If you’re taking a course, learn what you have to learn, but leave yourself room to learn what you want to learn at your own pace. You don’t have to learn everything the first time around. If you know it takes you several tries to understand something, start before you take something up in class. That way, you’ll have better questions. Continue afterwards, too. Computer science lessons build on each other, like the way mathematics lessons do. They assume you understand the previous material. Practice and questions pay off.

There will always be people who have learned what you want to learn, or who will pick up things faster than you can. Most of these people are awesome. They know that your questions can help them learn even more, and they’re happy to pay it forward because people helped them too. Pay them back by writing about what you’ve learned and sharing that with them and others. Other people who are also learning will find your questions and answers useful, too. This is true whether you’re learning in class or on the Internet, so go ahead and share your journey.

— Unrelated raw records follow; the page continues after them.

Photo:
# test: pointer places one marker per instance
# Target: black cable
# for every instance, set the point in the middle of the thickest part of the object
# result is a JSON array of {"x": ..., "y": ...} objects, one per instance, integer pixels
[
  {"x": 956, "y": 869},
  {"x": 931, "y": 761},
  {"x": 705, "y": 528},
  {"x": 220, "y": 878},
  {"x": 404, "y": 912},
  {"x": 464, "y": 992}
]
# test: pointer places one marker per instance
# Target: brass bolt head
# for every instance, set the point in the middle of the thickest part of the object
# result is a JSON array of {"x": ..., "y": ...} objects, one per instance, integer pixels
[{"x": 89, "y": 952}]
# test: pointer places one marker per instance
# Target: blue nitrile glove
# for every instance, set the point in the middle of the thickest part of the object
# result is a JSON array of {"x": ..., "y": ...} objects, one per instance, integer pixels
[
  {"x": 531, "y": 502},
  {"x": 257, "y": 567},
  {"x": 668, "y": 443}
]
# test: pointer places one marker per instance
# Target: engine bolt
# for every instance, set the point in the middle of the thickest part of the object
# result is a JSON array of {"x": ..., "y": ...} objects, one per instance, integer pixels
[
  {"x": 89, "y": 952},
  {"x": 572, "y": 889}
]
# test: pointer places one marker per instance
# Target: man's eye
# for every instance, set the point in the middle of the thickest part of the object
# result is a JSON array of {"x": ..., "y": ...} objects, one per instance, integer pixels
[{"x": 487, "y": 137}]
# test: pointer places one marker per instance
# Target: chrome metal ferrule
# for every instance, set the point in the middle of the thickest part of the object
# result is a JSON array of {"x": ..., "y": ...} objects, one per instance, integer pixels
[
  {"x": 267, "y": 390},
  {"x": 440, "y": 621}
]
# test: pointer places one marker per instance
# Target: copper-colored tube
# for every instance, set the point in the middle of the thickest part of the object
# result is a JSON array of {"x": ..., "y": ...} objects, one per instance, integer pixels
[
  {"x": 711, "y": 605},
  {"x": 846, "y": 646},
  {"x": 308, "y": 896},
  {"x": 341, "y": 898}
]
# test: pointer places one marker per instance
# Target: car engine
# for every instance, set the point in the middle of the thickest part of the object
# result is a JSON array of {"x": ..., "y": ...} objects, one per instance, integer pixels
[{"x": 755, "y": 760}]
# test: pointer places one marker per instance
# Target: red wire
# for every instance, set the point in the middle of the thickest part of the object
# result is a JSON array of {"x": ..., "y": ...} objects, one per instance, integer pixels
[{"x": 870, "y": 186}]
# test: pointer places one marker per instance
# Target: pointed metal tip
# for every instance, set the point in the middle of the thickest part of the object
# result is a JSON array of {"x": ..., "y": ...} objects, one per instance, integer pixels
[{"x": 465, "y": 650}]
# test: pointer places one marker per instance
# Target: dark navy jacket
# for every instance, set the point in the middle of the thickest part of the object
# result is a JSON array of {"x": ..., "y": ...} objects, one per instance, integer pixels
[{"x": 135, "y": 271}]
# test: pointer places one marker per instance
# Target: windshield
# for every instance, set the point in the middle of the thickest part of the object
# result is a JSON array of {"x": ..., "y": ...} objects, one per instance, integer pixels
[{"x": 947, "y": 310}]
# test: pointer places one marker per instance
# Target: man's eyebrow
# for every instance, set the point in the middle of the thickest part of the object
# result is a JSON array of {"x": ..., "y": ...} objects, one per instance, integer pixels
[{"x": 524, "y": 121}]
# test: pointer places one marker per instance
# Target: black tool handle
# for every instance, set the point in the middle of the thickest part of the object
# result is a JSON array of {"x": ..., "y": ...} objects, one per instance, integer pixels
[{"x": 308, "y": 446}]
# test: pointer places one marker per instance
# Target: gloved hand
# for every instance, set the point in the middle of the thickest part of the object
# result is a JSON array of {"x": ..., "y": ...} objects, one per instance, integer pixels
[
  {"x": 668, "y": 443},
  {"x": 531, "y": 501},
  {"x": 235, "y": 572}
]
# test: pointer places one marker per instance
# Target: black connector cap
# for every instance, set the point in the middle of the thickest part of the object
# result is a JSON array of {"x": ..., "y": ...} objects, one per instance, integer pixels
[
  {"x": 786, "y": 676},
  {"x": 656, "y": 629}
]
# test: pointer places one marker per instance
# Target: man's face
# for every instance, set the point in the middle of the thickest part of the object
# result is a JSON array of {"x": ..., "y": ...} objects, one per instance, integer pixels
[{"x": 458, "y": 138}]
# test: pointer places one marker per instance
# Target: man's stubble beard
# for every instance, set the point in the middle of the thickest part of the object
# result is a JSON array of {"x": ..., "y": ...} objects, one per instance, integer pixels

There will always be some people who haven’t quite figured out their own insecurities – people who want to establish their position by putting you down. You can learn how to recognize what they’re doing. That makes it easier to ignore them. Don’t mind them if they try to make you feel bad for asking stupid questions. It just means they’re missing out on opportunities to learn how to ask and learn how to learn. Don’t partner with them. Look for people who help others up, not tear them down.

It is not easy to wrap your mind around new topics or break down a complex unknown. If you can get good enough at it, you may come to enjoy that excitement when a problem looks like it’s solvable. You’ll learn how to tell if you’re going in roughly the right direction. You’ll be able to celebrate even the tiniest progress. If you can do that, you’ll do fine.

Besides, the real world is little like the classroom. Even if you never get the hang of the artificial projects you do for education, you may find that you like working with technology. Don’t count yourself out just yet!

Sometimes I hear from students who find computer science intimidating. I hope this makes the big picture a little easier to see.